A coup d'état by a military junta chased Gamsakhurdia away on January 2, 1992. The democratically elected president fled to his birth place in the west and subsequently to Chechnya. He would shoot himself nearly two years later. Soviet minister of Foreign Affairs and ethnic Georgian Eduard Shevardnadze returned from Moscow and was installed as the State Council chairman by the co-leaders of the military junta, Tengiz Kitovani and Dzhaba Ioseliani. In October Shevardnadze was elected President (there was no other candidate), but the country kept on suffering a lot from internal conflicts in South Ossetia, Mingrelia and Abkhazia. The latter also declared itself independent, backed by Chechnya. Inflation rose to over 900%.

The next year Shevardnadze succeeded in sidelining Tengiz Kitovani and Dzhaba Ioseliani, getting special powers from the parliament to solve the nation's crisis. A United Nations sponsored peace treaty was signed that guaranteed Abkhazia's autonomy within Georgia. Georgia was admitted to the Commonwealth of Independent States, tightening the bonds with Russia and the other former Soviet republics. Shevardnadze needed Russian support to consolidate his own position in Georgia. Several opposition leaders were killed, members of the government were replaced.
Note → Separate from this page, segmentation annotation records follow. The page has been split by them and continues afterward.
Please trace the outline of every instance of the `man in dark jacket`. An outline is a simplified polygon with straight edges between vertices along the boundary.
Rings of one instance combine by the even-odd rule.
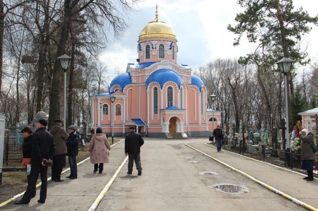
[[[41,174],[41,191],[39,203],[44,203],[46,199],[48,185],[48,166],[47,162],[52,159],[54,155],[54,142],[52,135],[46,130],[47,122],[44,119],[39,120],[36,123],[37,131],[33,135],[31,157],[31,173],[26,191],[16,205],[29,204],[34,196],[36,188],[36,181]]]
[[[138,175],[141,175],[142,168],[140,161],[140,147],[144,144],[144,139],[141,135],[135,132],[135,127],[129,128],[129,133],[125,138],[125,155],[128,155],[128,172],[131,174],[133,172],[134,160],[136,168],[138,170]]]
[[[76,128],[74,125],[69,127],[69,138],[66,141],[66,145],[68,148],[71,174],[66,177],[72,179],[77,179],[78,166],[76,164],[76,156],[79,154],[80,136],[77,133]]]
[[[223,133],[221,130],[220,125],[217,125],[217,128],[213,131],[213,136],[215,138],[217,142],[217,149],[218,152],[221,151],[222,146],[222,140],[223,140]]]
[[[55,145],[55,154],[52,166],[52,181],[58,182],[64,181],[61,179],[61,173],[65,166],[67,151],[66,142],[69,135],[62,127],[62,121],[55,120],[55,125],[50,130],[50,133],[53,135]]]

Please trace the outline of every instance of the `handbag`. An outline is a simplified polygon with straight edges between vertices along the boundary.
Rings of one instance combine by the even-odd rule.
[[[310,146],[312,147],[313,149],[313,151],[314,152],[316,152],[318,151],[318,148],[317,148],[317,146],[315,143],[310,143]]]
[[[22,158],[21,164],[22,166],[26,167],[31,162],[31,158]]]

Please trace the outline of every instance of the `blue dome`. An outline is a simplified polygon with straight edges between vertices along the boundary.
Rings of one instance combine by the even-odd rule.
[[[201,87],[202,85],[204,85],[204,83],[200,78],[196,75],[192,75],[191,76],[191,84],[197,86],[201,91]]]
[[[122,91],[126,86],[131,83],[131,76],[130,76],[130,73],[126,72],[120,74],[120,75],[115,77],[110,83],[109,89],[111,88],[114,85],[118,84],[120,86],[120,88],[121,88],[121,91]]]
[[[173,81],[178,85],[179,88],[181,83],[184,82],[179,74],[173,70],[169,69],[160,69],[153,72],[146,81],[146,87],[152,82],[158,82],[161,88],[162,88],[163,84],[167,81]]]

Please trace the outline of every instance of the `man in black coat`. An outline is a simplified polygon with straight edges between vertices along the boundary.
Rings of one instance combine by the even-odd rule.
[[[138,175],[141,175],[142,168],[140,161],[140,147],[144,144],[144,139],[141,135],[135,132],[135,127],[129,128],[129,133],[125,138],[125,155],[128,155],[128,172],[133,172],[134,160],[136,168],[138,170]]]
[[[54,142],[52,135],[46,130],[47,122],[44,119],[39,120],[36,123],[37,131],[33,135],[31,157],[31,173],[26,191],[16,205],[29,204],[33,197],[36,189],[36,182],[41,174],[41,191],[39,203],[44,203],[46,199],[48,185],[48,166],[47,162],[52,160],[54,155]]]
[[[217,128],[213,131],[213,136],[215,138],[217,142],[217,149],[218,152],[221,151],[222,146],[222,141],[223,140],[223,132],[221,129],[220,125],[217,125]]]
[[[66,141],[66,146],[68,148],[68,156],[71,174],[66,177],[71,179],[77,179],[78,166],[76,163],[76,156],[79,154],[80,136],[77,134],[76,128],[74,125],[69,127],[69,138]]]

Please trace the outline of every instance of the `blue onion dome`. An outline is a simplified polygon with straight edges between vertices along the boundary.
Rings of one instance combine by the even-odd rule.
[[[164,83],[168,81],[174,82],[179,88],[181,83],[184,82],[179,74],[169,69],[160,69],[153,72],[146,81],[146,87],[148,87],[150,83],[154,81],[159,83],[161,89]]]
[[[197,76],[192,75],[191,76],[191,84],[196,86],[201,91],[201,87],[203,85],[204,85],[204,83],[203,83],[202,80]]]
[[[113,85],[117,84],[120,86],[120,88],[121,88],[121,91],[122,91],[126,86],[131,83],[130,73],[125,72],[116,76],[113,79],[109,85],[109,89],[111,88]]]

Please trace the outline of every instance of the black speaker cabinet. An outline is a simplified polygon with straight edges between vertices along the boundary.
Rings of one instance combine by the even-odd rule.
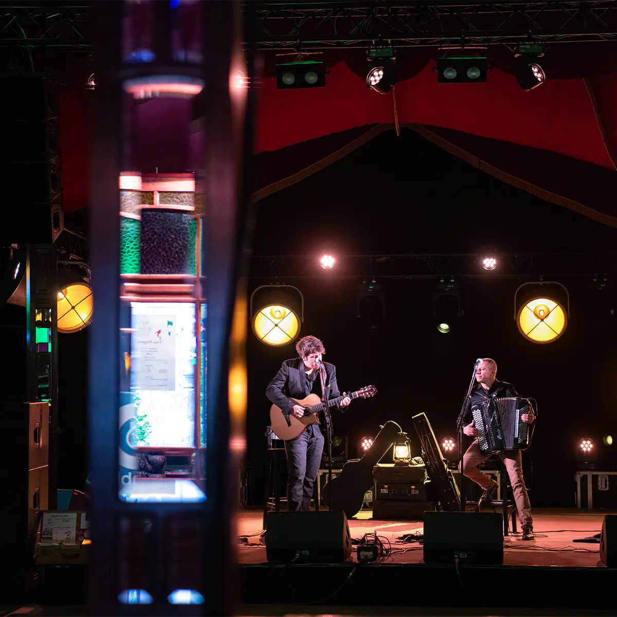
[[[425,563],[503,563],[503,521],[493,512],[424,512]]]
[[[351,534],[343,512],[268,512],[266,555],[273,563],[344,561]]]
[[[606,564],[607,568],[617,568],[617,514],[605,515],[602,521],[600,560]]]

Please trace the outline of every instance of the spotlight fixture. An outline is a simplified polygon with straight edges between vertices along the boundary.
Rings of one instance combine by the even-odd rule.
[[[457,318],[463,315],[461,290],[455,287],[453,280],[445,283],[442,280],[433,299],[433,316],[437,329],[442,334],[450,331]]]
[[[262,285],[251,296],[250,310],[255,336],[267,345],[279,347],[298,336],[304,319],[304,297],[291,285]]]
[[[394,449],[392,453],[394,465],[396,466],[408,465],[412,460],[412,448],[407,434],[401,431],[394,440]]]
[[[532,90],[546,81],[544,71],[538,62],[538,58],[544,55],[542,45],[520,44],[514,54],[516,81],[523,90]]]
[[[275,67],[276,87],[280,90],[296,88],[323,88],[326,85],[326,67],[323,62],[307,60],[287,62]]]
[[[320,260],[320,263],[324,270],[331,270],[334,266],[336,260],[331,255],[324,255]]]
[[[524,288],[526,289],[521,300],[519,292]],[[561,283],[524,283],[515,292],[514,303],[516,325],[528,341],[553,342],[565,331],[569,316],[569,296]]]
[[[486,81],[486,57],[464,56],[438,58],[438,83],[474,83]]]
[[[587,438],[581,439],[581,443],[579,444],[579,447],[581,448],[581,451],[584,454],[590,454],[592,450],[594,449],[594,440]]]
[[[484,270],[495,270],[497,267],[497,260],[495,257],[484,257],[482,260],[482,267]]]
[[[366,85],[380,94],[386,94],[396,83],[396,63],[394,59],[369,63]]]
[[[376,330],[386,314],[386,302],[381,295],[381,286],[374,278],[363,281],[356,294],[356,317],[369,329]]]
[[[441,444],[441,449],[444,452],[453,452],[457,447],[457,442],[451,437],[446,437]]]
[[[92,288],[75,270],[58,270],[58,332],[78,332],[91,321],[94,311]]]

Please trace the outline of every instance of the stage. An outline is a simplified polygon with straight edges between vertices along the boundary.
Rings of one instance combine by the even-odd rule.
[[[260,544],[262,511],[238,515],[238,549],[245,603],[302,602],[410,606],[511,606],[602,608],[614,605],[615,573],[600,561],[598,544],[573,540],[599,533],[614,511],[536,508],[536,539],[504,537],[502,565],[425,564],[421,521],[378,521],[370,510],[350,520],[354,539],[376,532],[392,554],[376,562],[270,564]],[[242,540],[246,540],[247,542]],[[387,545],[387,542],[385,542]]]

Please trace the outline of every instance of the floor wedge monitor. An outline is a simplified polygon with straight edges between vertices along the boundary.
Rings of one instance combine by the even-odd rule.
[[[503,523],[493,512],[424,512],[425,563],[503,563]]]
[[[269,512],[266,556],[273,563],[335,563],[351,556],[351,534],[342,512]]]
At the end of 1994, the inflation was at an unbelievable 20,000% in a country now without electricity, water and heating.

Although the political violence escalated and Shevardnadze himself was nearly assassinated as well, he was re-elected in the new Presidential Republic with a new currency supported by the IMF, the Lari. The economy would start to grow after his, with the inflation dropping to around 10% in the next few years. In these years, Shevardnadze was in danger of getting killed again as violence in Abkhazia continued, but international relationships with Europe increased. Democracy was still at a beginners' level. Elections haunted by allegations of intimidation and fraud resulted in another re-election of Shevardnadze in 1999/2000.

Our country has no future if we do not eradicate corruption.
Eduard Shevardnadze

Despite high-level corruption, economic frustration, and unfulfilled promises, most Georgians stayed loyal to Shevardnadze, the man who represented closer integration with the West. Corruption at all levels prevented the Georgian economy and governing bodies from flourishing after independence. Georgia's rate of tax collection is still one of the region's lowest, and implementing the federal budget has thus been a major challenge. Shevardnadze also called for the upgrading of military standards so that Georgia might knock on NATO's door within five years. Even though Shevardnadze repeatedly underlined the preservation of good-neighbour relations with Russia and the development of partnership relations with NATO as equally legitimate and logical goals for Georgia, Moscow found such an approach difficult to accept.

In January 2004, Mikhail Saakashvili was elected president by a landslide. A controversial parliamentary poll a few months before triggered massive protests, causing Shevardnadze to step down.